Atribuir a una reforma laboral la capacidad de crear empleo es, cuanto menos, presuntuoso, ya que la normativa sólo acompaña la marcha de la economía. En las últimas décadas hemos creado y destruido mucho empleo, según las fluctuaciones de la demanda agregada y sobreponiéndose a las leyes laborales vigentes. Y ahora, si con la recuperación empezamos a crear empleo, se deberá a una reactivación del consumo privado por factores bien distintos a la reforma. De hecho, como refleja el último Barómetro de EL PAÍS, solo el 6% del empleo creado puede ser atribuido a la reforma, según los directivos empresariales encuestados.

Reducir la temporalidad, fomentando la estabilidad era el segundo objetivo. Tampoco se ha conseguido. La tasa de temporalidad continúa oscilando en torno al 24%, aunque se ha incrementado la rotación con muchos más contratos de menor duración cada uno, pero obligados a trabajar más horas de las cobradas (ha subido un 4% la media de horas trabajadas por ocupado) y con salarios donde el mínimo ya no es una excepción.

Los tribunales han echado para atrás una buena parte de ERES de nueva factura

Incrementar la adaptación de las empresas a condiciones cambiantes, reduciendo la propensión al despido como principal válvula de ajuste, era el tercer objetivo que se pretendía conseguir mediante la flexibilización de la negociación colectiva. Para ello, por primera vez en democracia, se suprimía la permanencia del convenio colectivo mientras se negociaba el nuevo (ultraactividad). El resultado está siendo un incremento alarmante del número de trabajadores sin la cobertura de la negociación colectiva: los 10,5 millones de trabajadores protegidos por convenio en 2011 se han convertido en 8,3 millones en 2013 y todo apunta a una caída histórica que podría dejar en la mitad el número de trabajadores con convenio, respecto al de antes de la reforma.
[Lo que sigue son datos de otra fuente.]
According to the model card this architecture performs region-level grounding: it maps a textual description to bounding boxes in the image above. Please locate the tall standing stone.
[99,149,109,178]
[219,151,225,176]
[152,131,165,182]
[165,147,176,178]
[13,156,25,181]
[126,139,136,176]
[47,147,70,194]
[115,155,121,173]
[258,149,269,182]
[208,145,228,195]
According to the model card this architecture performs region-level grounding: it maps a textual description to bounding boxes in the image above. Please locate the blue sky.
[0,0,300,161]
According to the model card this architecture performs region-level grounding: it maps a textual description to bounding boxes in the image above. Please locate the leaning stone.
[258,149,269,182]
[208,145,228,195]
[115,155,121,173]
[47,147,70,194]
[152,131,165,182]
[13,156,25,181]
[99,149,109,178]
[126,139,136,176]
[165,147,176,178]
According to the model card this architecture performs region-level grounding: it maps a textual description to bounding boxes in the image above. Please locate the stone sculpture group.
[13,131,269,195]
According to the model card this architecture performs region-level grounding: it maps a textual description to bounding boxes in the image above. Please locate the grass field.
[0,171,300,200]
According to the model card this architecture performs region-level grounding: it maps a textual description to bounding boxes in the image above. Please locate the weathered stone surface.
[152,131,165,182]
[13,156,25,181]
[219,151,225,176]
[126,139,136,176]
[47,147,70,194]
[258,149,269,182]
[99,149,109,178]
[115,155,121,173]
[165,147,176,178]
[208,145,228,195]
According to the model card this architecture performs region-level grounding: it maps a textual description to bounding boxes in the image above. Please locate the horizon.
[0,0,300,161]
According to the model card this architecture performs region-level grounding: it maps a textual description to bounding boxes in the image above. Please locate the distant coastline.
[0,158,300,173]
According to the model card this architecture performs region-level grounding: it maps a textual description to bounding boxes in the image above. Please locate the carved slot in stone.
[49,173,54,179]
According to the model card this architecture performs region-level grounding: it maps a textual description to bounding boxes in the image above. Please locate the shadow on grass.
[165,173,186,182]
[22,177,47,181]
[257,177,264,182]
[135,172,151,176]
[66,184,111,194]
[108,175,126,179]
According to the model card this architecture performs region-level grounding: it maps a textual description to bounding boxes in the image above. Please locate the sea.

La reforma laboral no ha conseguido, pues, los objetivos declarados. Pero se ha convertido, sin embargo, en pieza clave de una estrategia anticrisis que ha primado el apuntalar al sistema financiero, para luego reconstruir los márgenes empresariales y, solo, en tercer lugar, preocuparse por la renta de las familias. Esta reforma ha permitido abaratar costes laborales en las empresas (más despidos, más baratos y fuertes bajada salariales), ha fortalecido la capacidad negociadora de los empresarios (desplazando el equilibrio en la negociación colectiva) y ha precarizado las condiciones laborales, hasta crear una nueva categoría de “trabajador pobre” (los salarios nominales han caído, por primera vez). Se entiende, pues, que los haya muy contentos con esta reforma. Pero también que otros muchos no lo estén, incluyendo los más de ocho millones de adultos en paro, sin cobertura, o con trabajos muy precarios, a veces, por pocas horas semanales.

Esta ha resultado la reforma de un Gobierno conservador, que apuesta por convertirnos en un país low cost, con empresarios más poderosos y trabajadores con menos derechos. Pero la reforma laboral que necesita la España cohesionada del conocimiento, la ciencia, la innovación y el valor añadido, todavía sigue pendiente. Por ello, aunque todos vamos con la reforma laboral a cuestas, unos la llevan en la peana y otros, como una cruz.

Valeriano Gómez fue ministro de Trabajo entre 2010 y 2011 y Jordi Sevilla, de Administraciones Públicas entre 2004 y 2007.